Шла весна, и на дворе уже стаял снег и лед. Только в копанке неподалеку от школы плавали синие ноздреватые льдины-крыги. И Андрей на переменке плавал на этих крыгах. И шухнул в воду по пояс. Прибежал мокрый в класс, а надо было идти на физкультуру. На физкультуру он не пошел, и Орлина не пошла. Они остались вдвоем. Но чтобы заговорить с Орлиной — об этом Андрей, конечно, не помышлял. Куда там. Она такая вся из себя. А он в бахилах из красной резины — бурки сушились в печке. И самокрашеные штаны плакали на крашеный школьный пол фиолетовыми чернильными слезами. Андрей стыдился и одежды, и лица, и рук, сидел за своей партой, как примерный ученик, и прикидывал уже: а не пойти ли лучше на физкультуру? Но тут Орлина сама подошла к нему, подошла с булкой в руках, намазанной маслом и посыпанной сахаром. Протянула половину ему и вытащила из кармашка ножик.
— Острый, посмотри.
Как он был благодарен ей! О ножике можно было говорить, можно было молчать и не выглядеть идиотом.
— Я его все время ношу при себе, — сказала Орлина. — А то знаешь, тут много по улицам всяких ходит. Если что...
— Неужели ударишь? — даже отодвинулся от нее Андрей.
— Запросто.
— А вдруг убьешь?
— А пусть не лезет.
«Вот это девчонка, — подумал Андрей, — такую не погоняешь». Орлина села рядом с ним за его парту. И он почувствовал, что и запах от нее исходит совсем не такой, как от всех других девчонок в классе. Те пахли луком, землей, коровой и карболовым мылом, а Орлина — даже чуть-чуть духами. И волосы у нее не были заплетены в косу, а все время свободно волновались на плечах, и струилось от них все время тепло, и возникало желание погладить их.
Но он не решился. Куда там дотронуться до такой девчонки. Неровня она ему была. Совсем неровня. Из школы она, конечно же, бежала к таким же чистым и пахнущим духами родителям. И дилинь-дилинь-дилинь — звенела им обо всем как равная. А у него были другие заботы, от которых тело навсегда пропахло луком, мазутом и коровьим навозом. Нет, до Орлиной ему было как до луны. Но эта-то как раз недосягаемость и притягивала его.
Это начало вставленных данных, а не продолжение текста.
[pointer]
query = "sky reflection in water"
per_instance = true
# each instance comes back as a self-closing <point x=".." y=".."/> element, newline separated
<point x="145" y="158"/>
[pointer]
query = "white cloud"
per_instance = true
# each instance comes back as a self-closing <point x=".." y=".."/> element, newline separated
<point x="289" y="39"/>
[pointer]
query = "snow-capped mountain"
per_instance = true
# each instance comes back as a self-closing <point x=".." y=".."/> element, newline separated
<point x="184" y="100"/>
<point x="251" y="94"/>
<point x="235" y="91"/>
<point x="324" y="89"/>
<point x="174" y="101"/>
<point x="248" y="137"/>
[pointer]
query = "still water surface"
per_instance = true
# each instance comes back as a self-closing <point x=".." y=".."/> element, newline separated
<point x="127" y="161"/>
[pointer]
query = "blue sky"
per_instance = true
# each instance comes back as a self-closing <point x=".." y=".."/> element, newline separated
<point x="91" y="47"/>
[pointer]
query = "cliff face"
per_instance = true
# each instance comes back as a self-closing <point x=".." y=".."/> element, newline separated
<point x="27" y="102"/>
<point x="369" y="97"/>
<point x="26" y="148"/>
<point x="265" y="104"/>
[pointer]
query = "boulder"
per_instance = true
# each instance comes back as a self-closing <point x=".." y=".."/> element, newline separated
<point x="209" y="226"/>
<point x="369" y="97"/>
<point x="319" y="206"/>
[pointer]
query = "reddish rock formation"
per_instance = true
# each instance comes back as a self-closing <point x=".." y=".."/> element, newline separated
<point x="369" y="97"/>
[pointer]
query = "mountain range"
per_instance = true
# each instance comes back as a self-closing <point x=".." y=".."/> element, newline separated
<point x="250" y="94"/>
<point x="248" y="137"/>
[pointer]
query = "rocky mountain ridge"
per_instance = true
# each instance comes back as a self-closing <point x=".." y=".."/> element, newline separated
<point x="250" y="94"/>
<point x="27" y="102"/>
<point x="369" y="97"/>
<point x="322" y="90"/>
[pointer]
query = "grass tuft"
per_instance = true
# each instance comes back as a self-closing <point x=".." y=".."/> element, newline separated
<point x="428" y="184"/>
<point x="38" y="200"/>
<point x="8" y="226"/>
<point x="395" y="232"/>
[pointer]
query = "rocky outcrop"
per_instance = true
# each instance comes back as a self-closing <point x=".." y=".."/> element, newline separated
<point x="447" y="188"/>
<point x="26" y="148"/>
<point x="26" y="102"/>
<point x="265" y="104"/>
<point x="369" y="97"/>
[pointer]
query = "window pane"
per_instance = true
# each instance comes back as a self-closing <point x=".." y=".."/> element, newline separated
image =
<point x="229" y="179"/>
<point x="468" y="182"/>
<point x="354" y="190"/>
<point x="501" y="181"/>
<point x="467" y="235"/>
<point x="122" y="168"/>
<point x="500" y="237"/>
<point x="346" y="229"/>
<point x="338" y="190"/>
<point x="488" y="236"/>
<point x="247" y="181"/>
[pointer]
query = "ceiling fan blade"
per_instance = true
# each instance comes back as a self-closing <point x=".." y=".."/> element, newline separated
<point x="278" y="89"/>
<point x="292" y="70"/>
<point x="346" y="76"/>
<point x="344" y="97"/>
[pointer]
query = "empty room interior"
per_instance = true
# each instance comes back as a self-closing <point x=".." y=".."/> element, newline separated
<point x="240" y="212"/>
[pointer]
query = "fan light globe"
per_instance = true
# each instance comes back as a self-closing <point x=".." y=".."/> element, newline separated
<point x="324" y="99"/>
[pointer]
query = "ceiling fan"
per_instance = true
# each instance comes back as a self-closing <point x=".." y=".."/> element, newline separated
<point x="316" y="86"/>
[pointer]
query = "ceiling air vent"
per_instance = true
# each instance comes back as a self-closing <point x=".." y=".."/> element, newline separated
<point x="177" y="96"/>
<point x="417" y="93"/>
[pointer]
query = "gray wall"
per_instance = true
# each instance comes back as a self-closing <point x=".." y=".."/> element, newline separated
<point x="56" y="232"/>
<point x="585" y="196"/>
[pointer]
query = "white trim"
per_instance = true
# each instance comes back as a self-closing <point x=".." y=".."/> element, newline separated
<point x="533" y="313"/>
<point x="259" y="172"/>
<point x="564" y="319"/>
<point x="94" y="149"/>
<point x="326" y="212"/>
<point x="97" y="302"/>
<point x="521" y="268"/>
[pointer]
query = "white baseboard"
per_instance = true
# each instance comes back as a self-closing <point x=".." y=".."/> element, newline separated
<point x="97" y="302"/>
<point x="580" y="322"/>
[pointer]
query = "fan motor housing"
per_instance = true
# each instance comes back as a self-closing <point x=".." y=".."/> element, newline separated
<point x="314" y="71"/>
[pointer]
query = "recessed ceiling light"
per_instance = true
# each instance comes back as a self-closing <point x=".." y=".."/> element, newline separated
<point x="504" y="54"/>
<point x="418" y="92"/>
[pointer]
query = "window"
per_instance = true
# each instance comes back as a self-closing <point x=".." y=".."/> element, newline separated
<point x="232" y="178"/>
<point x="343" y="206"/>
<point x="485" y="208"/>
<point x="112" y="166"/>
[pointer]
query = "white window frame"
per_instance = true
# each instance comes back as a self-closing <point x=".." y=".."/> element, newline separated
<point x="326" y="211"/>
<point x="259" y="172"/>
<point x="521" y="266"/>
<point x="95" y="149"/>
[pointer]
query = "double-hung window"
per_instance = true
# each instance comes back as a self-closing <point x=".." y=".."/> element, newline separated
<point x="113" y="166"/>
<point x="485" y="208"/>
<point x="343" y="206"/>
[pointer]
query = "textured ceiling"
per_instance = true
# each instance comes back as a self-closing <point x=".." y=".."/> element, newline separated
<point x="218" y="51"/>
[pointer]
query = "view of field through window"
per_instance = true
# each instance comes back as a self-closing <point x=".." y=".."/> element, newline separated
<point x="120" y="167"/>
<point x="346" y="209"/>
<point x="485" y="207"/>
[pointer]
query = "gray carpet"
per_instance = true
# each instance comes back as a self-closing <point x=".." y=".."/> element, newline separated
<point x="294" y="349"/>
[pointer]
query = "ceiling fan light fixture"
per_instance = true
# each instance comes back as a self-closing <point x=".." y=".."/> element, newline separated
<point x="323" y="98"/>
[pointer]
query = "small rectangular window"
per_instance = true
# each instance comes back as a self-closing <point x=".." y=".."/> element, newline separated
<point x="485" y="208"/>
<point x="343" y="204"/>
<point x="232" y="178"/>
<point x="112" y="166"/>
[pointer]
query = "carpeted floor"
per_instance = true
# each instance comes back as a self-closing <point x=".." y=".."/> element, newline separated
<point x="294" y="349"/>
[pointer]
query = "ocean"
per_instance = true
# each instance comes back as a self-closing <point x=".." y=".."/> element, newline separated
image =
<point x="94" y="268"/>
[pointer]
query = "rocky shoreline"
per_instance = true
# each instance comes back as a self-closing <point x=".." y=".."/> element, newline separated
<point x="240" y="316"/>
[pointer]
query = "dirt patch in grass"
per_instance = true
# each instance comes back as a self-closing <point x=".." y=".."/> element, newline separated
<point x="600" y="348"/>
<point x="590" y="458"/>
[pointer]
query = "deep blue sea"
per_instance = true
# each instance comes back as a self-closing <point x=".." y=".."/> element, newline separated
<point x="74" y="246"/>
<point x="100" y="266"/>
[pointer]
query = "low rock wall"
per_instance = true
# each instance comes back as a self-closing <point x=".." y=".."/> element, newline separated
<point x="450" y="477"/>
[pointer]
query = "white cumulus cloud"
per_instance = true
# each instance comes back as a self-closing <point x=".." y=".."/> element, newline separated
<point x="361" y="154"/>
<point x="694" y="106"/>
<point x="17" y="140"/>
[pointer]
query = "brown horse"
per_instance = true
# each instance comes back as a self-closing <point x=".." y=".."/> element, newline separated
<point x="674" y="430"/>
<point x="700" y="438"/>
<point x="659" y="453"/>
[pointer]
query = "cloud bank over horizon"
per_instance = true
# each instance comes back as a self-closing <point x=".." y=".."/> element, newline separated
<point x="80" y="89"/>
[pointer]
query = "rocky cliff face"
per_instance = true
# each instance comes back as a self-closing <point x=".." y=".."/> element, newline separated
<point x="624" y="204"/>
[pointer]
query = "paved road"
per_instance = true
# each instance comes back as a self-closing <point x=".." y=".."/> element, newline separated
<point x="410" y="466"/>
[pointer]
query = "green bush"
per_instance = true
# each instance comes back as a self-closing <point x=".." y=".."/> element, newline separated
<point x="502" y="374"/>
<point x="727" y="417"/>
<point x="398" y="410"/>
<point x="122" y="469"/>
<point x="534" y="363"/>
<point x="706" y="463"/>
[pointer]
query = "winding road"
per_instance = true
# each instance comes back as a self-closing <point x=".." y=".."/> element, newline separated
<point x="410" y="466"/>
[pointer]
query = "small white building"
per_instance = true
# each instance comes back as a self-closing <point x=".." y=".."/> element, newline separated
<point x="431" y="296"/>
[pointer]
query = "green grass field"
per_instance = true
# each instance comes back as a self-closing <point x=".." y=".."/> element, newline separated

— У меня «Всадник без головы» есть, — сказала Орлина.
— А почему он без головы? — не понял Андрей.
— Не знаешь? А мне говорили, что ты много читаешь. Книга такая.
Такой книги Андрей еще не читал, и ему стало неловко перед Орлиной.
— А до этого я училась в другой школе, -— снова начала Орлина. — И у нас в классе были только девочки.
— Как это только девочки? — опять стал в тупик Андрей.
— Ну так, одни только девочки, во всей школе ни одного мальчика.
— Кто же вас бил?
— Никто. Друг дружку...
— Скучно, — сказал Андрей.
— Конечно, скучно. Но на праздники мы ходили в школу к мальчикам. И я с одним мальчиком танцевала уже вальс.
Андрей надулся. Не потому, что она танцевала уже с одним мальчиком вальс. Он не мог танцевать. И во всей школе, видимо, никто не мог танцевать. Тут ударил звонок, и разговор их кончился и больше никогда не продолжался, хотя Орлина все-таки принесла ему «Всадника без головы».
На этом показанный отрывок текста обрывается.